# Swimming Overloaded



## Cathy's Gunner (Dec 4, 2008)

Sorry I don't have any answers for you but hopefully someone on here can help. Goldens do love the water. I hope you can find some answers. Good luck.


----------



## FlyingQuizini (Oct 24, 2006)

My Golden is similar -- in that he'd be beside himself to be in a yard with a pool, but not actually allowed in it. When at my friend's house with a pool, they have a little x-pen that goes up at the steps b/c all our dogs are trained to only enter at the steps, not jump in from the side. When the fence is up, they no they can't go in. He still runs around the yard, all excited, wanting to go in. We've done enough training that he will come to me and do other stuff - but you can see that the pool is still top-of-mind for him.

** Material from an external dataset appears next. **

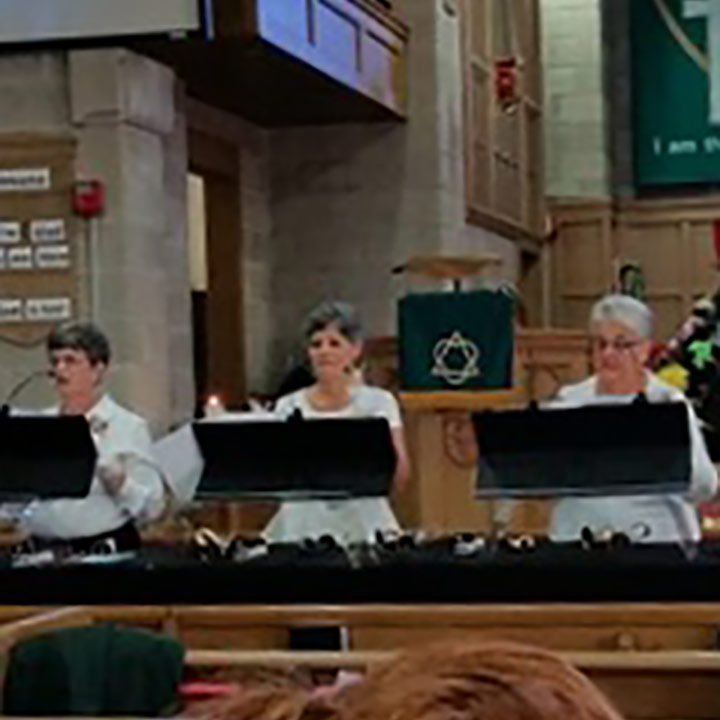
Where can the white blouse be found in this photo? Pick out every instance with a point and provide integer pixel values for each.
(347, 521)
(651, 518)
(116, 432)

You need to either A. make it more rewarding to not be in the pool... i.e., training with SUPER HIGH VALUE treats/combined with probably some relaxation exercises in the yard, but as far away from the pool as possible to help him calm down or B. manage it when you visit by not letting him out by the pool if you don't want him in it. Which, honestly, considering that it's not your house, so you only visit, might be the easiest thing. If I've misunderstood and you live with your inlaws, then consider the training route and expect it to take a couple months of diligent work.


----------